Daniel Radcliffe as Harry Potter


Is there a film you say? Indeed there is - one whole year in the making at the cost of 150 million dollars shot on 7 sound-stages in Britain with an almost all-British cast. The selection of the right director by Warner Bros. for this gargantuan project, took many months and much competition before it landed in the lap of lucky Chris Columbus (Home Alone, Mrs. Doubtfire). Steven Spielberg, who was first offered the film, shied away because of all the hype and expectations, and preferred to do A. I. Artificial Intelligence instead. But "Spielly" has his eye on Volume III, Harry Potter and the Prisoner of Azkaban. "It is pure genius - much darker and more esoteric" he says. Imagine!

The hunt for Harry Potter lasted 9 months and fell on Daniel Radcliffe. Rounding up the distinguished cast headed by Richard Harris as Hogwarts' headmaster - Professor Albus Dumbledore, and Maggie Smith as deputy headmistress Minerva Mcgonagall. Harris hesitated about making such a long commitment but a phone call from his 11 year-old granddaughter threatened "I will never speak to you again if you don't do Dumbledore". He signed for three more sequels.

Amid much pomp and circumstance, and unprecedented media-mania, the world premiere was held on November 4th at the Odeon Theatre, Leicester Square, London. General release is slated for November 16th in the UK and the US. The magic season has started. Work on the second book, Harry Potter and the Secret Chamber starts on November 20th, before the children grow too fast. The film is 142 minutes long. Can a child sit through that, when the average children's film does not exceed 80 minutes? Director Columbus thinks if a child can read 700 pages, Harry Potter and the Goblet of Fire, a child can well sit for 142 minutes watching Harry and friends outsmart the enemy.

The fascination with the Potter saga, while a global phenomenon, is really quite understandable. Every culture recognises the subterranean forces, implicit in the belief in magic.
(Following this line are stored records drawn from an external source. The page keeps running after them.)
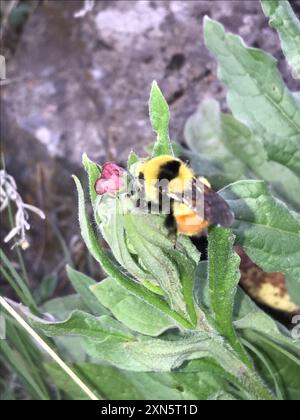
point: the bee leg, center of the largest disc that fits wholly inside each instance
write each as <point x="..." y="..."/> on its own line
<point x="170" y="224"/>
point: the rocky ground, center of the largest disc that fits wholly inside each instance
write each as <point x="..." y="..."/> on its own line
<point x="82" y="85"/>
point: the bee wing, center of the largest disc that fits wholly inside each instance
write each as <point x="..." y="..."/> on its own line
<point x="206" y="203"/>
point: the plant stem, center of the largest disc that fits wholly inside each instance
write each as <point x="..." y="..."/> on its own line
<point x="48" y="349"/>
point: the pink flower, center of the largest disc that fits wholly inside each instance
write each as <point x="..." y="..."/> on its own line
<point x="111" y="179"/>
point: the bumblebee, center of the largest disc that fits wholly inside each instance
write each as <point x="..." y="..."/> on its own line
<point x="194" y="205"/>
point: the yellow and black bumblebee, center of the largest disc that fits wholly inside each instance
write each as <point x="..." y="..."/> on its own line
<point x="188" y="215"/>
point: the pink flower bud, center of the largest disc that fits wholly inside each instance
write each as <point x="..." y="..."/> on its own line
<point x="109" y="169"/>
<point x="111" y="179"/>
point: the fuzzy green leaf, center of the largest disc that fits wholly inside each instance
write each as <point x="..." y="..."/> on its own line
<point x="115" y="384"/>
<point x="82" y="284"/>
<point x="257" y="94"/>
<point x="267" y="230"/>
<point x="173" y="270"/>
<point x="106" y="381"/>
<point x="283" y="18"/>
<point x="159" y="117"/>
<point x="223" y="277"/>
<point x="233" y="153"/>
<point x="133" y="312"/>
<point x="93" y="171"/>
<point x="82" y="324"/>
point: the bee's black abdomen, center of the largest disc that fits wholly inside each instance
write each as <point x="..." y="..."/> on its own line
<point x="171" y="225"/>
<point x="169" y="170"/>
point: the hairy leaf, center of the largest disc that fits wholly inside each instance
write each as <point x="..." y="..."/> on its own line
<point x="257" y="94"/>
<point x="223" y="277"/>
<point x="283" y="18"/>
<point x="267" y="230"/>
<point x="227" y="151"/>
<point x="82" y="284"/>
<point x="160" y="116"/>
<point x="133" y="312"/>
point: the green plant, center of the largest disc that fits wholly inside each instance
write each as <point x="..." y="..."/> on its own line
<point x="260" y="140"/>
<point x="171" y="320"/>
<point x="163" y="324"/>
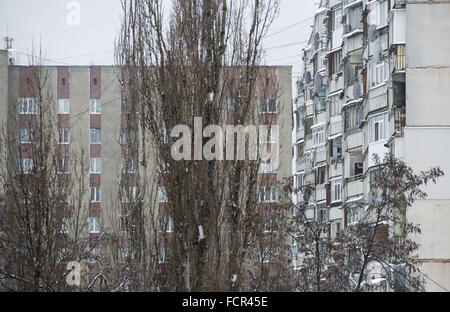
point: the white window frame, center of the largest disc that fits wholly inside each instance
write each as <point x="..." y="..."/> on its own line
<point x="63" y="106"/>
<point x="264" y="106"/>
<point x="165" y="224"/>
<point x="318" y="135"/>
<point x="63" y="165"/>
<point x="336" y="191"/>
<point x="96" y="194"/>
<point x="379" y="73"/>
<point x="65" y="225"/>
<point x="162" y="194"/>
<point x="378" y="126"/>
<point x="127" y="165"/>
<point x="336" y="19"/>
<point x="95" y="106"/>
<point x="26" y="136"/>
<point x="335" y="106"/>
<point x="95" y="133"/>
<point x="63" y="136"/>
<point x="26" y="165"/>
<point x="28" y="106"/>
<point x="96" y="165"/>
<point x="268" y="194"/>
<point x="94" y="225"/>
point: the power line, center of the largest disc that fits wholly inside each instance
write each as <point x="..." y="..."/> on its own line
<point x="287" y="45"/>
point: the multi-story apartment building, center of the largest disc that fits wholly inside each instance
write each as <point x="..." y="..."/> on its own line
<point x="92" y="114"/>
<point x="374" y="83"/>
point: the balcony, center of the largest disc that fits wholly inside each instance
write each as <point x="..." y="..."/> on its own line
<point x="354" y="187"/>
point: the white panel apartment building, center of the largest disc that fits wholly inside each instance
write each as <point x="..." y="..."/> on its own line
<point x="376" y="80"/>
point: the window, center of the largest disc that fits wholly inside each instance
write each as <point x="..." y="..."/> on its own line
<point x="336" y="19"/>
<point x="27" y="106"/>
<point x="95" y="194"/>
<point x="26" y="165"/>
<point x="124" y="106"/>
<point x="355" y="17"/>
<point x="96" y="107"/>
<point x="63" y="165"/>
<point x="300" y="150"/>
<point x="381" y="13"/>
<point x="299" y="178"/>
<point x="379" y="73"/>
<point x="94" y="255"/>
<point x="231" y="103"/>
<point x="165" y="224"/>
<point x="96" y="165"/>
<point x="26" y="135"/>
<point x="322" y="213"/>
<point x="318" y="135"/>
<point x="334" y="62"/>
<point x="162" y="255"/>
<point x="96" y="136"/>
<point x="127" y="165"/>
<point x="63" y="106"/>
<point x="335" y="106"/>
<point x="336" y="148"/>
<point x="336" y="191"/>
<point x="320" y="175"/>
<point x="63" y="136"/>
<point x="353" y="116"/>
<point x="308" y="125"/>
<point x="94" y="225"/>
<point x="64" y="225"/>
<point x="378" y="128"/>
<point x="123" y="136"/>
<point x="162" y="195"/>
<point x="128" y="193"/>
<point x="268" y="194"/>
<point x="164" y="137"/>
<point x="267" y="106"/>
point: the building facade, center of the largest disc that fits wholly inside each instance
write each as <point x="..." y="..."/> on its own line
<point x="92" y="115"/>
<point x="370" y="84"/>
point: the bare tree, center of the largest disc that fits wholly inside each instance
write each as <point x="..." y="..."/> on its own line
<point x="204" y="62"/>
<point x="375" y="251"/>
<point x="42" y="215"/>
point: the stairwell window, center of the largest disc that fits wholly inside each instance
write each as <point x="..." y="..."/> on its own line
<point x="378" y="127"/>
<point x="267" y="106"/>
<point x="63" y="136"/>
<point x="63" y="165"/>
<point x="379" y="73"/>
<point x="26" y="135"/>
<point x="27" y="106"/>
<point x="95" y="194"/>
<point x="162" y="195"/>
<point x="96" y="165"/>
<point x="63" y="106"/>
<point x="96" y="106"/>
<point x="94" y="225"/>
<point x="318" y="135"/>
<point x="96" y="136"/>
<point x="336" y="191"/>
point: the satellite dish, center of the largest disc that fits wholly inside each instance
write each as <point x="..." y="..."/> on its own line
<point x="316" y="41"/>
<point x="307" y="77"/>
<point x="356" y="90"/>
<point x="378" y="52"/>
<point x="318" y="83"/>
<point x="372" y="33"/>
<point x="346" y="72"/>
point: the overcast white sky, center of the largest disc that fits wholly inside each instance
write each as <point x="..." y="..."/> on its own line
<point x="91" y="42"/>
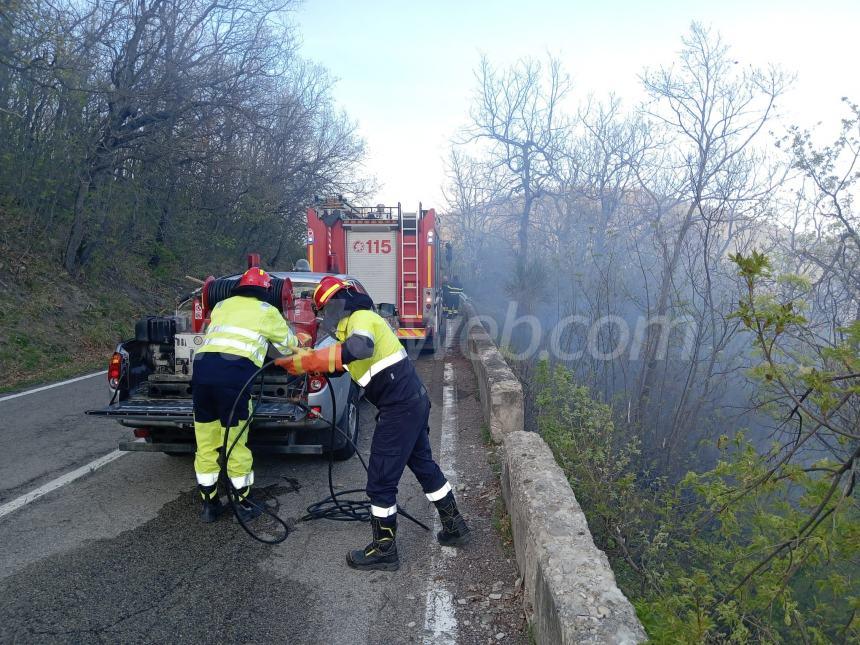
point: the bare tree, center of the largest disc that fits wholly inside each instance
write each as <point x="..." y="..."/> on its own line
<point x="517" y="116"/>
<point x="711" y="112"/>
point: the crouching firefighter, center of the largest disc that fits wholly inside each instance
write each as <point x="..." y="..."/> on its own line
<point x="370" y="351"/>
<point x="235" y="346"/>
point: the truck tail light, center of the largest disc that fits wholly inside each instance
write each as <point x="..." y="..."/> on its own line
<point x="316" y="383"/>
<point x="115" y="370"/>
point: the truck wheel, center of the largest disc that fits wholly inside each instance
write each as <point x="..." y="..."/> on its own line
<point x="349" y="423"/>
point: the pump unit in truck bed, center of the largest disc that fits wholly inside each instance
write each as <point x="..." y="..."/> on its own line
<point x="394" y="253"/>
<point x="150" y="378"/>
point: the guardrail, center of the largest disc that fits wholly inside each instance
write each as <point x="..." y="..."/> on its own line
<point x="570" y="591"/>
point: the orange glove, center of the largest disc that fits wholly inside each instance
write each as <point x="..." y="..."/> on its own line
<point x="325" y="360"/>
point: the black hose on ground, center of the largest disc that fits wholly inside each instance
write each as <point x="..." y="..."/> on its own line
<point x="333" y="507"/>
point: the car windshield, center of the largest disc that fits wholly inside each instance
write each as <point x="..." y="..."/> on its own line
<point x="304" y="289"/>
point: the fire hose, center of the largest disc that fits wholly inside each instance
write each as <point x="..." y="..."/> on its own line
<point x="334" y="507"/>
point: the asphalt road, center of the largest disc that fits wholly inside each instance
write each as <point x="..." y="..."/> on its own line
<point x="120" y="556"/>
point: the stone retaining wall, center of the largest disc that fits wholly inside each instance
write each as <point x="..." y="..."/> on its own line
<point x="570" y="590"/>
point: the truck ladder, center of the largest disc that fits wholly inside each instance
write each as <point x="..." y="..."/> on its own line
<point x="409" y="293"/>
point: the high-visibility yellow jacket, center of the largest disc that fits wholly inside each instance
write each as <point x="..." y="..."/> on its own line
<point x="387" y="349"/>
<point x="244" y="326"/>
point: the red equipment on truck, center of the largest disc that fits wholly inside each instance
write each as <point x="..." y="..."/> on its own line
<point x="392" y="252"/>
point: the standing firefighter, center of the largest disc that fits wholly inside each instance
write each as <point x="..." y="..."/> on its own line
<point x="236" y="343"/>
<point x="373" y="356"/>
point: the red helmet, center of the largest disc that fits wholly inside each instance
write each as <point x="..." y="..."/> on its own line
<point x="255" y="277"/>
<point x="327" y="287"/>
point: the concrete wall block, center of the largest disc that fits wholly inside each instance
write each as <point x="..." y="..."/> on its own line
<point x="569" y="588"/>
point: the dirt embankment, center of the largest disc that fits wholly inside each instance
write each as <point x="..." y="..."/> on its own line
<point x="53" y="325"/>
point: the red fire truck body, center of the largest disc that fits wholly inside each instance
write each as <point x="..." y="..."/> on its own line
<point x="393" y="253"/>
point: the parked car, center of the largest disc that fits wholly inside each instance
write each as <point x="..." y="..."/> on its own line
<point x="150" y="379"/>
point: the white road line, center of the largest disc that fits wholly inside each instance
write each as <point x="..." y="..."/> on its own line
<point x="52" y="385"/>
<point x="440" y="620"/>
<point x="54" y="484"/>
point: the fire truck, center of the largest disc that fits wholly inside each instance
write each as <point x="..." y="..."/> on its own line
<point x="392" y="252"/>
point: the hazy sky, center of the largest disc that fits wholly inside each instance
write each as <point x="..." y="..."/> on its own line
<point x="406" y="69"/>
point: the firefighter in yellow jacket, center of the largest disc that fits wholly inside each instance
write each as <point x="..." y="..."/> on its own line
<point x="370" y="351"/>
<point x="237" y="340"/>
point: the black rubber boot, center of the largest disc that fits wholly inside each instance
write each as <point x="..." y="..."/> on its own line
<point x="211" y="503"/>
<point x="381" y="554"/>
<point x="454" y="530"/>
<point x="245" y="507"/>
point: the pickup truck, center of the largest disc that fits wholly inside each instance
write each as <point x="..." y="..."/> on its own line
<point x="149" y="377"/>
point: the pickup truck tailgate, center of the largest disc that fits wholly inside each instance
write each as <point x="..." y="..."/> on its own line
<point x="180" y="410"/>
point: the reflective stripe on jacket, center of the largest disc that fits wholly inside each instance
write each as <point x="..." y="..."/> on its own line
<point x="387" y="349"/>
<point x="244" y="326"/>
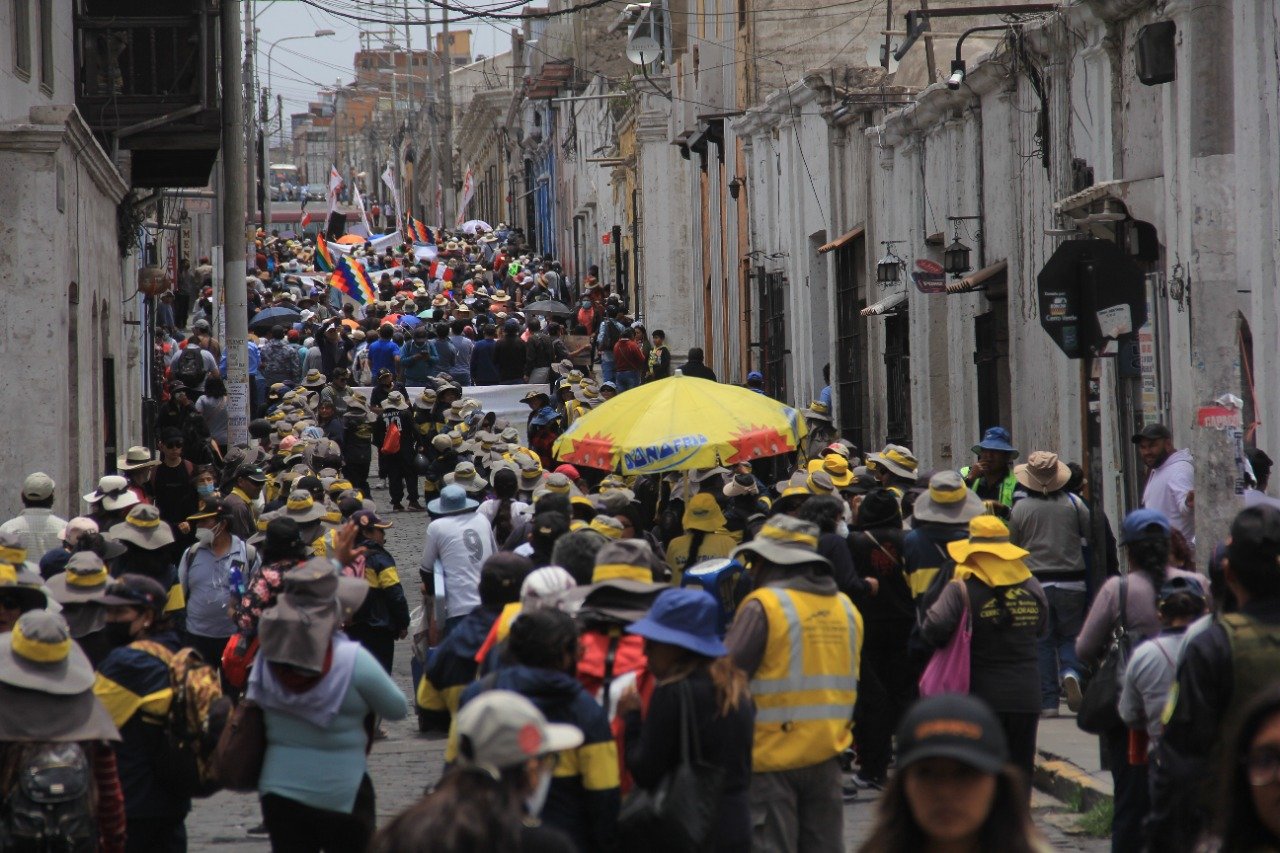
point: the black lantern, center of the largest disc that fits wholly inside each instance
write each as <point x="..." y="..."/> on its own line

Every tradition, every fairy tale, every legend, every folklore introduces children to their special brand of underworld creatures, whether they be djinns, trolls, ghouls, sorcerers, ghosts or vampires. The names may differ from culture to culture, but they are all the same hybrid creatures that exist in all of us, in all our collective unconsciousness. Terrifying underground forces of evil, always making battle with the good, which triumphs nonetheless.

There will be more wholesome family fun to alleviate the heavy hearts this season, more mystery, more fantasy, more make-believe, more magical escapism. "Come dear children, let us away, down and away below". What better therapy for the young and the young at heart!